Dave Hill | The Guardian: Marshalsea’s Mansions of Misery

Historian Jerry White has produced a penetrating micro-history of a time when ordinary Londoners’ lives were ruled by debt and fear of imprisonment

In 18th century London and the first half of the 19th, debt and its effects ate at the soul of society, as they do now. The difference was that in those days, debt was always personal. Those who owed did not fear credit card demands or banks, but people, streets and areas they knew. “It impacted on personal space,” explains distinguished London historian Jerry White. “People were moving around London all the time to avoid their creditors – moving rooms, avoiding certain streets or areas.” And failure to avoid could be disastrous: for want of as little as a few shillings, you could be thrown into a death pit of a jail.

The subject of White’s new book is that London’s most notorious debtors’ prison, the Marshalsea in Southwark.
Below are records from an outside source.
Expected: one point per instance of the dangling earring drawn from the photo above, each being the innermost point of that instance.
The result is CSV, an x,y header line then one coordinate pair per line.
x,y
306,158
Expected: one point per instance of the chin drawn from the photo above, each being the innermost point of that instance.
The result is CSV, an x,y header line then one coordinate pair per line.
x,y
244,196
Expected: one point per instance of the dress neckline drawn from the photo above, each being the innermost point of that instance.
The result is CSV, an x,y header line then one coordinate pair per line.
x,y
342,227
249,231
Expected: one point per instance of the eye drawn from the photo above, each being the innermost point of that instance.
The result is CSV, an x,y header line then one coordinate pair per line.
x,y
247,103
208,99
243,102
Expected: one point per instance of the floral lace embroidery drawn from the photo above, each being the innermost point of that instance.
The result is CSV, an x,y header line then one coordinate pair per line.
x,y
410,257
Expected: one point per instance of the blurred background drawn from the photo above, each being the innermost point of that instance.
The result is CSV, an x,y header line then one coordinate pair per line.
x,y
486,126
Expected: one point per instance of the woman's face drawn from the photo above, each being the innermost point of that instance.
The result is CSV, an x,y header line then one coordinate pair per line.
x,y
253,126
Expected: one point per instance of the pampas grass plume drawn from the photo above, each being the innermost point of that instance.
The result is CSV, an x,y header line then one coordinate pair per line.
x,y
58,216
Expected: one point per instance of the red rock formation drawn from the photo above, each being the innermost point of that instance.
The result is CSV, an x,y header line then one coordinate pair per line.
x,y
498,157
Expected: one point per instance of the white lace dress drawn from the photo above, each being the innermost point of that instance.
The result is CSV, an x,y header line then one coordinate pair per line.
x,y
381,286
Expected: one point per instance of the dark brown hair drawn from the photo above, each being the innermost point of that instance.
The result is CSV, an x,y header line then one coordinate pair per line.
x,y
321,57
Mansions of Misery, his biography of the institution, which stood on two different sites on what is now Borough High Street, begins by describing London’s vast landscape of debt and its ubiquity in everyday life. Fearful debtors were everywhere. So were places for locking them up – London had more jails than any other city in Europe. Those dodging incarceration up could take refuge in The Mint, an area near the Marshalsea, which enjoyed an anomalous legal status protecting them from arrest.